Index(['crest_factor', 'kurtosis', 'min', 'spectral_bandwidth', 'range'], dtype='object')


Using the features selected by ReliefF we get the following accuracy:


In [34]:
model=SVC()
model.fit(X_train[relief_selected_feature_names],Y_train)
y_pred= model.predict(X_test[relief_selected_feature_names])
acc=accuracy_score(Y_test,y_pred)
print("the accuracy from using all the training data but only the top 3 features from ReliefF was: " + str(acc))

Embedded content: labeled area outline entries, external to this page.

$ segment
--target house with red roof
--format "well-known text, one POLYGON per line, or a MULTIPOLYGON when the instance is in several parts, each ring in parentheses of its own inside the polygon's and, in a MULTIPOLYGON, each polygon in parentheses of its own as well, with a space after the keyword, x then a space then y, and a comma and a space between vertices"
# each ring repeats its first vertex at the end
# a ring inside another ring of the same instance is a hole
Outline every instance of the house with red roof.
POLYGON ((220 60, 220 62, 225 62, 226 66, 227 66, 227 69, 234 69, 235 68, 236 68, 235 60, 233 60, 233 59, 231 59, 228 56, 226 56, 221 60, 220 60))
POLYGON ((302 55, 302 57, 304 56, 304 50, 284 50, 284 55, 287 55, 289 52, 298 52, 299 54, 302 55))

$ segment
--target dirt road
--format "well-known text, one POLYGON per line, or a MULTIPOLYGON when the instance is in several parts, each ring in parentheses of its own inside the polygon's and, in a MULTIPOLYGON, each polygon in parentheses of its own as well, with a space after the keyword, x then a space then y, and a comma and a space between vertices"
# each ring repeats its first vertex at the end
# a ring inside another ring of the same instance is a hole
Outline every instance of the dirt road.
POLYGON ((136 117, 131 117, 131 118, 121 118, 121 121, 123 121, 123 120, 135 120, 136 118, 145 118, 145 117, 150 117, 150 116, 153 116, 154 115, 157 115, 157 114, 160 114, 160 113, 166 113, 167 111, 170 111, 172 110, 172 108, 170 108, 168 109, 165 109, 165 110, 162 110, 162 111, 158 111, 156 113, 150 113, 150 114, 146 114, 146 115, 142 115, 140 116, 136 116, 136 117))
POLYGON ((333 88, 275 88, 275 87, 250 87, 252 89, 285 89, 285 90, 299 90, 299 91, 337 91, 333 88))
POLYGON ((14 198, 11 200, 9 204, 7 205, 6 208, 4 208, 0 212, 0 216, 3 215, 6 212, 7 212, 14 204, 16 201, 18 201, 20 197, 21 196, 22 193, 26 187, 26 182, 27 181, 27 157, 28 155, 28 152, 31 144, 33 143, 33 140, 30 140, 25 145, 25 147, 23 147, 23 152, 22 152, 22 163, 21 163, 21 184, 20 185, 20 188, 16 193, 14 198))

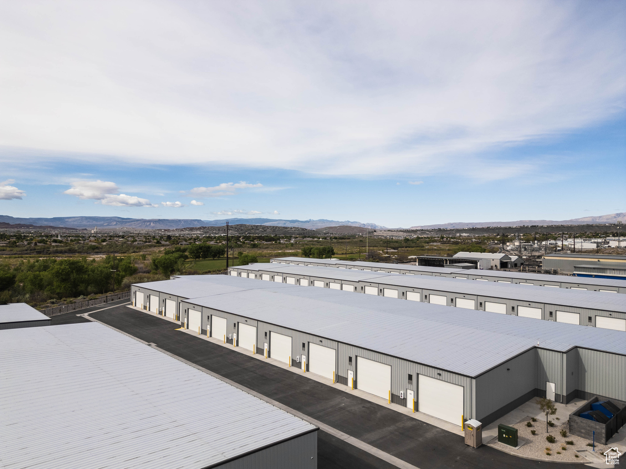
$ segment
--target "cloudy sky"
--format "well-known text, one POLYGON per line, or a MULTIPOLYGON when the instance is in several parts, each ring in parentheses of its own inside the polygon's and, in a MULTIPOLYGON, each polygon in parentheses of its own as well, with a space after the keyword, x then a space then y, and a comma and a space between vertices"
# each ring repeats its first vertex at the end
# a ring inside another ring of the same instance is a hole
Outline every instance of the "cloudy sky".
POLYGON ((626 211, 626 4, 0 2, 0 214, 626 211))

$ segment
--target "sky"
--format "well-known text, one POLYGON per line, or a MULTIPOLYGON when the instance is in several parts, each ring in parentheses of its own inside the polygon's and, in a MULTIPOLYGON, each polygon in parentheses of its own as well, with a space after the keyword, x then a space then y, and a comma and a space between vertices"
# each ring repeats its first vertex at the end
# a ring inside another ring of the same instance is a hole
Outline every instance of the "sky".
POLYGON ((626 212, 626 4, 0 2, 0 214, 626 212))

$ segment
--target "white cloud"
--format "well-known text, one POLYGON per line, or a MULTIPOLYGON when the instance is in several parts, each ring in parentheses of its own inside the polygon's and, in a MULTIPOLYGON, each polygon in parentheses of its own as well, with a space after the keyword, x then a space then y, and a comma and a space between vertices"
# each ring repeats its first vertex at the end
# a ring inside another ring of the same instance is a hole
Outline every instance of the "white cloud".
POLYGON ((63 193, 76 196, 79 199, 102 200, 108 194, 115 194, 120 189, 115 183, 110 181, 76 181, 71 183, 72 188, 63 193))
POLYGON ((14 179, 8 179, 0 183, 0 200, 11 200, 12 199, 19 199, 26 196, 26 193, 18 188, 9 184, 15 182, 14 179))
POLYGON ((151 204, 148 199, 141 199, 125 194, 114 195, 107 194, 100 203, 103 205, 113 205, 116 207, 158 207, 158 204, 151 204))
MULTIPOLYGON (((220 197, 222 196, 235 195, 237 189, 248 189, 250 188, 263 187, 263 184, 249 184, 244 181, 239 183, 222 183, 219 186, 214 187, 195 187, 189 192, 196 196, 200 197, 220 197)), ((185 193, 185 191, 181 191, 185 193)), ((191 197, 192 196, 189 196, 191 197)))
POLYGON ((0 143, 33 159, 465 174, 486 150, 623 109, 620 2, 242 5, 5 3, 0 143))

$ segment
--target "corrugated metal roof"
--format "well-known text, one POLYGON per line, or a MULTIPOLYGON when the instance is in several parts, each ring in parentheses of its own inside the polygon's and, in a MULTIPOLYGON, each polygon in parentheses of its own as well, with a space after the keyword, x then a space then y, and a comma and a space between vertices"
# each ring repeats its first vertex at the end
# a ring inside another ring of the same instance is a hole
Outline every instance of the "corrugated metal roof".
MULTIPOLYGON (((222 285, 254 288, 263 283, 220 276, 222 285)), ((624 333, 618 331, 341 290, 273 286, 279 288, 188 302, 471 376, 536 346, 538 341, 541 348, 560 351, 577 346, 626 355, 624 333)))
POLYGON ((200 469, 316 428, 97 323, 0 331, 0 376, 12 469, 200 469))
POLYGON ((50 318, 25 303, 11 303, 0 305, 0 323, 44 320, 49 321, 50 318))

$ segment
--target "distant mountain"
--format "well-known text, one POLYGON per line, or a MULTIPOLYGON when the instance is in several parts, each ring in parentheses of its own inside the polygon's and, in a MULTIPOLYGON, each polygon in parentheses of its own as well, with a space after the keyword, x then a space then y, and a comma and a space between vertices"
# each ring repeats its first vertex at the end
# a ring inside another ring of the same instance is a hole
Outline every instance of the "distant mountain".
POLYGON ((223 226, 228 221, 230 224, 260 224, 268 226, 296 226, 316 229, 325 226, 350 225, 371 229, 384 228, 375 223, 361 223, 359 221, 337 221, 336 220, 308 219, 285 220, 272 218, 226 218, 219 220, 200 220, 177 218, 123 218, 120 216, 56 216, 52 218, 19 218, 0 215, 0 223, 28 225, 53 225, 54 226, 76 228, 129 228, 141 229, 175 229, 196 226, 223 226))
POLYGON ((459 221, 442 224, 426 224, 420 226, 411 226, 409 229, 433 229, 435 228, 472 228, 487 226, 523 226, 543 224, 612 224, 617 221, 626 222, 626 213, 612 213, 610 215, 599 216, 585 216, 582 218, 572 218, 570 220, 518 220, 517 221, 480 221, 466 223, 459 221))

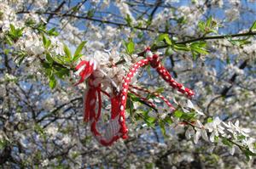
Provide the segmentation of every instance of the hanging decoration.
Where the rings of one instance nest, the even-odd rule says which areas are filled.
[[[135,76],[139,68],[150,65],[152,68],[156,70],[160,76],[171,87],[176,88],[188,98],[191,98],[195,94],[192,90],[184,87],[183,84],[177,82],[172,78],[167,70],[160,64],[160,57],[157,54],[153,54],[149,48],[146,48],[144,54],[145,59],[134,64],[127,72],[127,75],[124,76],[121,89],[118,91],[115,87],[113,87],[112,93],[108,93],[103,91],[100,82],[94,82],[96,80],[94,71],[97,69],[96,62],[92,60],[82,60],[76,67],[80,76],[80,80],[76,85],[83,82],[86,78],[88,79],[88,85],[83,100],[84,121],[90,125],[92,134],[96,140],[104,146],[113,144],[113,142],[120,138],[125,139],[128,137],[128,128],[125,125],[125,115],[128,92],[140,98],[140,99],[152,108],[156,108],[154,103],[147,100],[146,98],[141,97],[134,89],[148,93],[151,93],[150,91],[131,84],[131,78]],[[110,120],[105,125],[101,125],[99,122],[102,104],[102,93],[108,97],[111,102]],[[153,94],[162,99],[170,107],[172,111],[175,110],[175,108],[164,96],[155,93],[153,93]]]

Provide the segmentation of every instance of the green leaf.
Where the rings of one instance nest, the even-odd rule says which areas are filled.
[[[131,16],[129,14],[126,14],[126,17],[125,18],[125,20],[127,25],[131,27],[132,20],[131,20]]]
[[[176,111],[174,111],[174,116],[177,118],[180,118],[183,115],[183,112],[177,110]]]
[[[51,89],[55,88],[57,84],[56,79],[54,75],[50,76],[49,86]]]
[[[207,118],[207,123],[212,122],[212,121],[213,121],[213,119],[212,117]]]
[[[164,41],[166,44],[172,45],[172,40],[169,38],[169,35],[165,33],[165,34],[160,34],[158,37],[158,41],[161,42]]]
[[[56,37],[56,36],[59,35],[59,32],[56,31],[56,28],[55,28],[55,27],[54,27],[54,28],[49,30],[49,31],[47,31],[47,33],[48,33],[48,35],[49,35],[49,36],[55,36],[55,37]]]
[[[72,54],[71,54],[71,52],[70,52],[68,47],[65,43],[63,44],[63,50],[64,50],[66,56],[69,59],[68,60],[70,61],[72,59]]]
[[[51,45],[51,41],[49,39],[48,39],[46,44],[45,44],[45,48],[49,48],[49,47]]]
[[[233,144],[228,139],[228,138],[222,138],[222,143],[224,144],[224,145],[227,145],[229,147],[232,147]]]
[[[47,42],[48,42],[47,37],[43,34],[43,44],[44,47],[46,46]]]
[[[173,54],[173,50],[172,50],[172,47],[168,47],[168,48],[166,48],[166,50],[165,55],[166,55],[166,56],[170,56],[170,55],[172,55],[172,54]]]
[[[50,55],[49,53],[47,53],[47,54],[46,54],[46,59],[47,59],[47,61],[48,61],[49,63],[50,63],[50,64],[53,63],[53,59],[52,59],[52,57],[51,57],[51,55]]]
[[[250,160],[250,156],[256,156],[256,154],[250,151],[248,149],[243,149],[241,150],[245,154],[245,155],[247,156],[247,161]]]
[[[250,28],[251,31],[256,31],[256,20],[253,22],[253,25]]]
[[[183,120],[186,120],[186,121],[189,121],[189,120],[192,120],[195,117],[195,113],[192,112],[192,113],[183,113],[182,115],[182,116],[180,117],[180,119],[183,119]]]
[[[171,125],[173,123],[172,120],[171,119],[170,116],[166,116],[165,119],[164,119],[164,121],[166,122],[167,124]]]
[[[173,48],[175,50],[190,51],[190,48],[184,44],[175,44]]]
[[[165,88],[164,87],[159,87],[157,88],[154,93],[162,93],[163,92],[165,91]]]
[[[66,68],[61,68],[61,70],[59,70],[57,72],[55,72],[55,75],[61,78],[61,79],[64,79],[65,76],[68,76],[69,75],[69,70],[66,69]]]
[[[15,25],[12,25],[12,24],[10,24],[10,25],[9,25],[9,27],[10,27],[10,33],[11,33],[12,35],[15,35],[16,30],[15,30]]]
[[[162,121],[160,121],[159,122],[159,126],[160,127],[160,130],[161,130],[161,132],[162,132],[163,136],[165,138],[167,138],[168,136],[166,135],[166,130],[165,123]]]
[[[73,54],[73,60],[74,60],[74,59],[77,60],[79,57],[82,56],[82,55],[80,54],[80,53],[81,53],[81,51],[83,50],[83,48],[84,47],[85,43],[86,43],[86,41],[84,41],[84,42],[82,42],[79,45],[79,47],[77,48],[77,49],[76,49],[76,51],[75,51],[75,53],[74,53],[74,54]]]
[[[134,42],[132,41],[130,41],[127,44],[127,52],[129,54],[132,54],[134,52]]]
[[[236,46],[242,46],[245,44],[251,43],[251,42],[248,41],[249,37],[244,39],[232,39],[232,37],[227,37],[226,39],[230,41],[233,45],[236,45]]]

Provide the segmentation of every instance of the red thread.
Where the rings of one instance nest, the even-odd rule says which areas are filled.
[[[134,93],[143,101],[147,102],[152,107],[156,107],[152,102],[147,100],[146,98],[141,97],[138,93],[135,93],[131,88],[129,88],[132,87],[140,91],[151,93],[149,90],[135,87],[130,84],[131,78],[134,76],[134,75],[140,67],[149,64],[151,67],[154,68],[159,73],[159,75],[173,88],[177,88],[177,91],[185,94],[188,97],[192,97],[195,94],[192,90],[184,87],[182,84],[177,82],[172,77],[171,74],[167,71],[167,70],[160,64],[159,55],[156,54],[153,54],[150,51],[150,48],[147,48],[144,51],[144,54],[146,55],[146,59],[141,59],[140,61],[137,62],[132,65],[132,67],[128,71],[126,76],[124,77],[124,82],[122,84],[121,91],[113,95],[108,94],[105,91],[102,91],[101,88],[101,84],[99,84],[96,87],[93,85],[93,82],[95,80],[95,77],[93,76],[93,70],[95,67],[94,63],[82,60],[76,67],[77,70],[83,68],[83,70],[79,73],[81,78],[77,84],[83,82],[88,77],[88,89],[87,92],[84,93],[84,121],[90,121],[90,130],[93,135],[96,138],[99,143],[104,146],[111,145],[119,138],[122,138],[123,139],[128,138],[128,128],[125,125],[125,116],[128,91]],[[101,92],[103,93],[105,95],[108,96],[108,98],[110,98],[111,100],[111,118],[108,123],[108,127],[110,127],[110,129],[109,131],[105,131],[104,136],[101,134],[97,129],[97,121],[101,116],[102,110]],[[172,110],[175,110],[172,104],[164,96],[155,93],[153,93],[153,94],[161,99]],[[97,115],[96,115],[96,102],[98,102]]]

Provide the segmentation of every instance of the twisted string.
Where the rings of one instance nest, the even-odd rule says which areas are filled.
[[[130,69],[127,76],[124,77],[124,82],[122,83],[121,91],[112,97],[110,97],[110,94],[101,89],[101,84],[99,84],[99,86],[97,87],[93,86],[93,81],[95,80],[95,78],[93,75],[90,74],[92,73],[92,70],[94,70],[95,68],[94,64],[88,64],[86,61],[81,61],[81,63],[83,62],[83,64],[85,65],[85,69],[84,70],[84,71],[82,70],[79,73],[79,75],[81,76],[81,79],[79,83],[83,82],[84,78],[89,76],[89,87],[84,93],[84,104],[85,104],[84,109],[84,121],[89,121],[90,123],[90,130],[93,135],[102,145],[111,145],[119,138],[122,138],[124,139],[127,138],[128,128],[125,125],[125,110],[126,106],[128,90],[131,93],[140,97],[143,101],[148,103],[148,104],[152,107],[155,108],[155,104],[147,100],[146,98],[141,97],[139,94],[131,89],[134,88],[148,93],[152,93],[149,90],[135,87],[130,84],[131,78],[135,76],[140,67],[149,64],[153,68],[156,70],[159,75],[173,88],[177,88],[177,91],[185,94],[189,98],[194,95],[194,92],[192,90],[184,87],[183,84],[177,82],[172,77],[167,70],[160,64],[159,56],[157,54],[153,54],[150,52],[149,48],[146,49],[145,54],[146,59],[143,59],[134,64]],[[79,68],[83,65],[83,64],[81,63],[78,65]],[[107,123],[103,134],[101,134],[98,132],[97,128],[97,121],[101,116],[102,110],[101,92],[111,99],[111,118],[108,123]],[[164,96],[156,93],[153,93],[153,94],[161,99],[172,110],[175,110],[172,104]],[[97,99],[98,112],[97,115],[96,115],[96,106]]]

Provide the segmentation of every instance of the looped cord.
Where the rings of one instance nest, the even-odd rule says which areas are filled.
[[[88,77],[88,88],[85,90],[84,94],[84,121],[90,124],[90,131],[93,133],[96,140],[104,146],[111,145],[113,142],[122,138],[127,138],[128,128],[125,125],[125,107],[127,100],[128,91],[136,94],[131,88],[140,90],[143,92],[149,93],[148,90],[142,87],[135,87],[131,84],[131,78],[135,76],[139,68],[150,65],[151,67],[154,68],[159,75],[173,88],[186,95],[188,98],[191,98],[195,95],[194,92],[189,88],[186,88],[183,84],[177,82],[167,70],[160,64],[160,57],[158,54],[150,51],[149,48],[145,50],[145,59],[134,64],[128,74],[124,77],[122,88],[119,93],[113,94],[108,94],[101,88],[101,83],[98,86],[94,86],[93,82],[95,76],[93,76],[93,70],[96,69],[96,63],[82,60],[76,70],[79,72],[81,79],[77,84],[79,84]],[[82,70],[81,70],[82,69]],[[76,84],[76,85],[77,85]],[[108,122],[105,125],[103,133],[99,132],[98,121],[101,117],[102,110],[102,95],[101,93],[108,96],[111,101],[111,117]],[[156,97],[161,99],[172,110],[175,108],[172,104],[162,95],[154,93]],[[142,98],[142,100],[146,101],[150,106],[155,108],[155,105],[148,102],[145,98]],[[97,108],[97,113],[96,110]]]

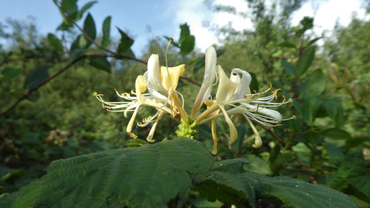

the accuracy from using all the training data but only the top 3 features from ReliefF was: 0.9666666666666667


### Observations and reflections
Cross-validation can help detect overfitting; the SVM used did not show any pronounced signs of it.

Backward and Forward selection algothims does not work too well when the difference of contribution from different features are not so pronounced. ReleifF can sometimes be considered to be very computationally intensive as it has to look for close neigbours of the data points themselves but this is no issue at all with the data amount for this assignment. The pearson correlation is well suited for a linear classificer, a single feature, crest_factor gave an accuracy of 96%.